Download the .2bit genome file for the C. elegans species

In [3]:
!wget https://hgdownload.soe.ucsc.edu/goldenPath/ce11/bigZips/ce11.2bit

0

Run the server on the downloaded .2bit file

In [4]:
!BLAT/gfPcr start 127.0.0.1 1234 -stepSize=5 ce11.2bit &

0

Query the server with a ePCR request for the example file - ePCR_example.txt

In [5]:
!BLAT/isPcr -maxSize=5000 -minPerfect=5 -minGood=10 ce11.2bit ePCR_example.txt ePCR.fasta

0

#### Parse the output of the In-Silico program and generate readable output

In [6]:
fasta_sequences = SeqIO.parse(open('ePCR.fasta'),'fasta')

In [7]:
for sequence in fasta_sequences:
    print(sequence)
    print('\n')

ID: chrX:10782951+10784138
Name: chrX:10782951+10784138
Description: chrX:10782951+10784138 assay_1 1188bp CGATAAACAATCAACGGCATAAT TTTGAAACTGATATAGAGGGGCA
Number of features: 0
Seq('CGATAAACAATCAACGGCATAATtatcagaattgagctcgaaagcttaaactcc...AAA')

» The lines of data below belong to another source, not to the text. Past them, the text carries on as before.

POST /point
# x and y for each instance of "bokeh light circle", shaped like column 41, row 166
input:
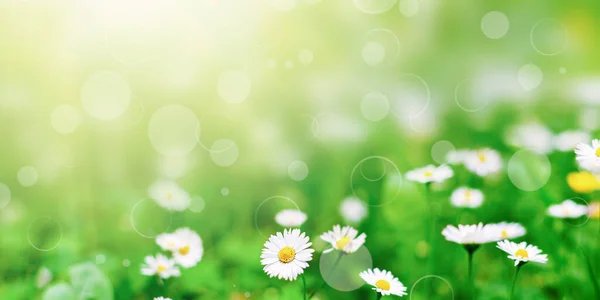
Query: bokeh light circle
column 306, row 56
column 494, row 24
column 65, row 119
column 373, row 53
column 530, row 77
column 562, row 70
column 197, row 204
column 341, row 271
column 148, row 219
column 264, row 215
column 433, row 277
column 234, row 86
column 374, row 6
column 173, row 130
column 412, row 102
column 224, row 152
column 440, row 150
column 578, row 222
column 381, row 47
column 44, row 234
column 100, row 259
column 465, row 98
column 5, row 195
column 409, row 8
column 548, row 37
column 375, row 106
column 528, row 170
column 27, row 176
column 298, row 170
column 372, row 172
column 106, row 95
column 225, row 192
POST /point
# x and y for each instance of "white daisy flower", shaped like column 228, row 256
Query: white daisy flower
column 483, row 162
column 43, row 277
column 286, row 255
column 588, row 156
column 467, row 234
column 466, row 197
column 383, row 282
column 353, row 210
column 533, row 136
column 567, row 209
column 456, row 157
column 503, row 230
column 568, row 140
column 169, row 195
column 190, row 249
column 290, row 218
column 168, row 242
column 343, row 239
column 522, row 252
column 161, row 266
column 430, row 173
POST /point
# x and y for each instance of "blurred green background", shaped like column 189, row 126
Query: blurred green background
column 288, row 98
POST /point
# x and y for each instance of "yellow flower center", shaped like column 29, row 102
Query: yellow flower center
column 467, row 196
column 522, row 253
column 286, row 254
column 583, row 182
column 481, row 156
column 341, row 243
column 383, row 284
column 184, row 250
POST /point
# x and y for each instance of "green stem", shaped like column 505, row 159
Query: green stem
column 512, row 290
column 471, row 285
column 335, row 264
column 304, row 283
column 432, row 233
column 471, row 250
column 591, row 274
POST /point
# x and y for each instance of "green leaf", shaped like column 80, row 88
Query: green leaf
column 90, row 282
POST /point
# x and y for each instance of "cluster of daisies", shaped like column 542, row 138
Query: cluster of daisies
column 471, row 236
column 185, row 247
column 286, row 254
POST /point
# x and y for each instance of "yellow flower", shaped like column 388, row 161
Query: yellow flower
column 583, row 182
column 594, row 209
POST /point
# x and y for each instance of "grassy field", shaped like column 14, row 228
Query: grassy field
column 247, row 108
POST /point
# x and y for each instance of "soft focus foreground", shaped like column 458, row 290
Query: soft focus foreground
column 151, row 148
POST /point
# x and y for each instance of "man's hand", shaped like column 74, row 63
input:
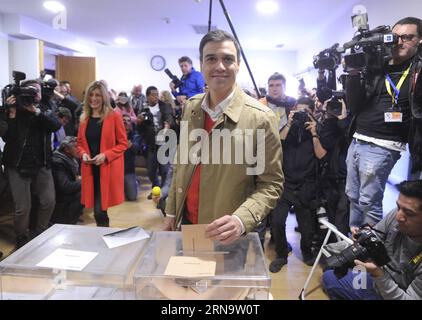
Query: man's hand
column 172, row 86
column 99, row 159
column 169, row 223
column 226, row 229
column 311, row 126
column 371, row 268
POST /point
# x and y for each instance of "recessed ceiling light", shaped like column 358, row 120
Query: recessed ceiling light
column 267, row 6
column 121, row 41
column 54, row 6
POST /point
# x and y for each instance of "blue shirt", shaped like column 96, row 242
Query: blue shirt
column 192, row 84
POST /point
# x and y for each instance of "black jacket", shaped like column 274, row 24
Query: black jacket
column 30, row 129
column 147, row 129
column 65, row 172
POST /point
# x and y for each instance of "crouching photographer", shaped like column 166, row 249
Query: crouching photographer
column 27, row 155
column 391, row 256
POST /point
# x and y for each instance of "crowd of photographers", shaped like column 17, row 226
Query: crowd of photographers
column 339, row 148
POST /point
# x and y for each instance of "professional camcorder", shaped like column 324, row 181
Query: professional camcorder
column 24, row 95
column 367, row 247
column 174, row 79
column 328, row 59
column 370, row 49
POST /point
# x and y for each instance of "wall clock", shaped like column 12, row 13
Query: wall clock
column 158, row 62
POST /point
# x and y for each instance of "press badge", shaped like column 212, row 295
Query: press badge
column 393, row 117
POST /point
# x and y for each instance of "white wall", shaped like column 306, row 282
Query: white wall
column 122, row 68
column 4, row 56
column 24, row 57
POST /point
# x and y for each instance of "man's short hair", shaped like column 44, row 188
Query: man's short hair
column 64, row 113
column 28, row 83
column 149, row 89
column 306, row 101
column 218, row 36
column 411, row 20
column 67, row 142
column 412, row 189
column 185, row 59
column 277, row 76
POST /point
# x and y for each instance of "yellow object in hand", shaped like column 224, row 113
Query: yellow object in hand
column 156, row 191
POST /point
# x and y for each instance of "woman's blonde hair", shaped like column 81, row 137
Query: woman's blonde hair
column 87, row 111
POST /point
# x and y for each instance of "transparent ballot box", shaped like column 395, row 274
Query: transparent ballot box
column 240, row 271
column 70, row 262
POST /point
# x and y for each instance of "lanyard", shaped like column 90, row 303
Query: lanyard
column 390, row 84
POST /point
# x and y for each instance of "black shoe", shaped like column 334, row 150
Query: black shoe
column 277, row 264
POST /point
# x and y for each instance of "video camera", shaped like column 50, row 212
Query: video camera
column 367, row 246
column 328, row 59
column 24, row 95
column 370, row 49
column 174, row 79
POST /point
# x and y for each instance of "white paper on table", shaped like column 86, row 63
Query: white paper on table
column 125, row 237
column 66, row 259
column 75, row 293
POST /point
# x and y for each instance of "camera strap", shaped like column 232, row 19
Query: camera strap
column 390, row 84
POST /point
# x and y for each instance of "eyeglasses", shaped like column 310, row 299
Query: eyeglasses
column 405, row 37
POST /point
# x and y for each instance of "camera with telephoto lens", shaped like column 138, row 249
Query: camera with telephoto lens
column 367, row 247
column 370, row 49
column 334, row 106
column 328, row 59
column 174, row 79
column 25, row 95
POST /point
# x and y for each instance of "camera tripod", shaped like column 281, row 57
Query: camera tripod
column 331, row 228
column 226, row 14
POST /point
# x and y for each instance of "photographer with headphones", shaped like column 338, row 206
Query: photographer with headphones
column 381, row 104
column 27, row 159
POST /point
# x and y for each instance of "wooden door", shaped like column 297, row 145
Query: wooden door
column 79, row 71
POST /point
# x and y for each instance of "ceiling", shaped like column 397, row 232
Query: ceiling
column 168, row 23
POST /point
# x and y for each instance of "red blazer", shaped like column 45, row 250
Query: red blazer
column 113, row 145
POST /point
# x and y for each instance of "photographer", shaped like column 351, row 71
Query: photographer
column 302, row 149
column 27, row 158
column 401, row 233
column 380, row 103
column 277, row 100
column 192, row 81
column 155, row 116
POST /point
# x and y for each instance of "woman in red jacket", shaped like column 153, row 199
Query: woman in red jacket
column 101, row 145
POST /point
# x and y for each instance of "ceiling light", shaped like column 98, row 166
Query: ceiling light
column 121, row 41
column 267, row 6
column 54, row 6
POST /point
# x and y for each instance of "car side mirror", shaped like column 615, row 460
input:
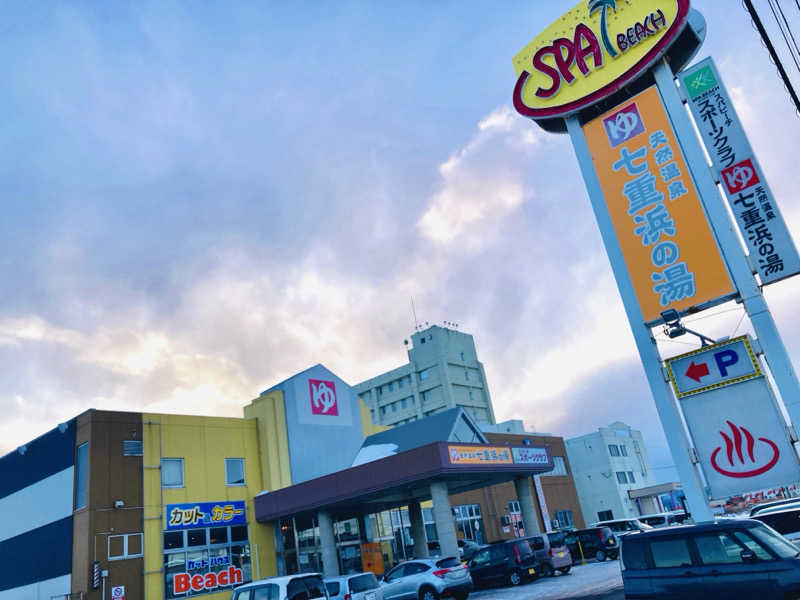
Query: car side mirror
column 748, row 556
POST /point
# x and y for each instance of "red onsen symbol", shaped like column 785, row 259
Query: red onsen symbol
column 736, row 444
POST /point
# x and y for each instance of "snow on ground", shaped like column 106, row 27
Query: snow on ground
column 582, row 580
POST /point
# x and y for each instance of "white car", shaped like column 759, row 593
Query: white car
column 305, row 586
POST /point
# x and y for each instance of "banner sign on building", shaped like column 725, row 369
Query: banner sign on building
column 740, row 438
column 769, row 242
column 713, row 367
column 592, row 52
column 205, row 514
column 670, row 251
column 479, row 455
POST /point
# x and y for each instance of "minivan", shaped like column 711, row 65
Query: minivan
column 306, row 586
column 593, row 542
column 509, row 561
column 551, row 553
column 729, row 558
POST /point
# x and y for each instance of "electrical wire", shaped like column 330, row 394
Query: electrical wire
column 774, row 55
column 793, row 53
column 788, row 28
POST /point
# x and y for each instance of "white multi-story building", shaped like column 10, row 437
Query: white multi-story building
column 606, row 464
column 442, row 372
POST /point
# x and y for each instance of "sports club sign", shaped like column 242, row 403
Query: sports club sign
column 760, row 222
column 592, row 52
column 670, row 252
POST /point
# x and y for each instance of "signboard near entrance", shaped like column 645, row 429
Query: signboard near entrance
column 713, row 367
column 760, row 222
column 740, row 438
column 670, row 252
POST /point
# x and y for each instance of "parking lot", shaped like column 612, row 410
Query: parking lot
column 593, row 580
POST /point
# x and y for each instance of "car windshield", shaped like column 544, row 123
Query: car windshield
column 774, row 541
column 333, row 588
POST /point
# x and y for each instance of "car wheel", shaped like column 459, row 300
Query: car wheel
column 600, row 556
column 428, row 594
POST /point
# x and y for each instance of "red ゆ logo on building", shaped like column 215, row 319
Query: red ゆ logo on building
column 323, row 397
column 741, row 450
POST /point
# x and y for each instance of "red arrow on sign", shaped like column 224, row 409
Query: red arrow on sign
column 697, row 371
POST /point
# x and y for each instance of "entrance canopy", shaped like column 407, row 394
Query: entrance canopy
column 404, row 477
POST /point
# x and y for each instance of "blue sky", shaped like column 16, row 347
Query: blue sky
column 203, row 199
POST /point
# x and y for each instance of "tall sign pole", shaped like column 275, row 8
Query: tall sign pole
column 679, row 444
column 672, row 246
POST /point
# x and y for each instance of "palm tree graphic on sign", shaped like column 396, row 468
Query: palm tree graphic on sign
column 604, row 5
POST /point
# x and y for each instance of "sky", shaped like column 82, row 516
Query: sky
column 201, row 200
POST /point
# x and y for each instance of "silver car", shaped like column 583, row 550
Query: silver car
column 427, row 579
column 356, row 586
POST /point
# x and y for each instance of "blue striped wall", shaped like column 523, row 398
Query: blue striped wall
column 36, row 502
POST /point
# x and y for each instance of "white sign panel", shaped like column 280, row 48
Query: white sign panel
column 714, row 366
column 740, row 438
column 771, row 248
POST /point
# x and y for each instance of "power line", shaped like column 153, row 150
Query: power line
column 792, row 51
column 777, row 61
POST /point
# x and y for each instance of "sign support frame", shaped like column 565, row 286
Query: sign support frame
column 751, row 297
column 666, row 405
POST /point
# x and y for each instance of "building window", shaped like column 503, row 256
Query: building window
column 172, row 472
column 565, row 519
column 203, row 552
column 234, row 471
column 559, row 467
column 82, row 476
column 125, row 545
column 132, row 448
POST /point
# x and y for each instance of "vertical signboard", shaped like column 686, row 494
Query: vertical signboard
column 669, row 250
column 773, row 252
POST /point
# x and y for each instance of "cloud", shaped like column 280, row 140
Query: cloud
column 482, row 183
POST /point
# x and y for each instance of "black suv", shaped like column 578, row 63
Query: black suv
column 509, row 561
column 731, row 558
column 594, row 542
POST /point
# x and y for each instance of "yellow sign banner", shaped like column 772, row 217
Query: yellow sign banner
column 669, row 249
column 479, row 455
column 593, row 51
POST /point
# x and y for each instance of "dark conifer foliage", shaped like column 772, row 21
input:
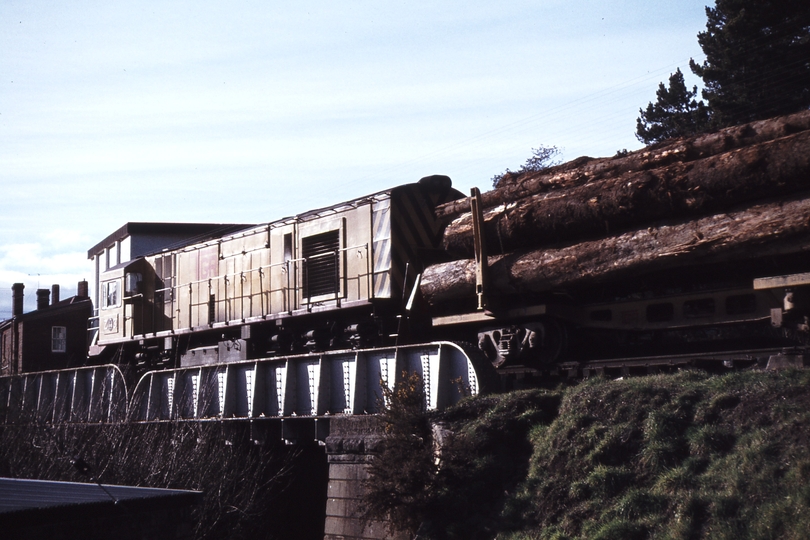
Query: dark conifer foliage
column 542, row 158
column 676, row 113
column 757, row 59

ID: chrV:10296804+10298994
Name: chrV:10296804+10298994
Description: chrV:10296804+10298994 assay_2 2191bp AAGGTTATTTATGCGGTGGAAAT AGCACTTTGAGCTTGATGAAATC
Number of features: 0
Seq('AAGGTTATTTATGCGGTGGAAATgacacgggaaaggtggcaaaatgtaatacat...GCT')


ID: chrII:11338204+11339806
Name: chrII:11338204+11339806
Description: chrII:11338204+11339806 assay_3 1603bp AGATTGGAACGATAACGCAGATA TTTGCCAATTTGCATTTTATTTT
Number of features: 0
Seq('AGATTGGAACGATAACGCAGATAcaaaagataattaatctgaaattgttaaata...AAA')




This is the end of the third tutorial for WormBase data analysis! This tutorial dealt with using In-Silico PCR locally for any worm primers.

In the next tutorial, we will use multiple nucleotide and protein aligners on different WormBase data!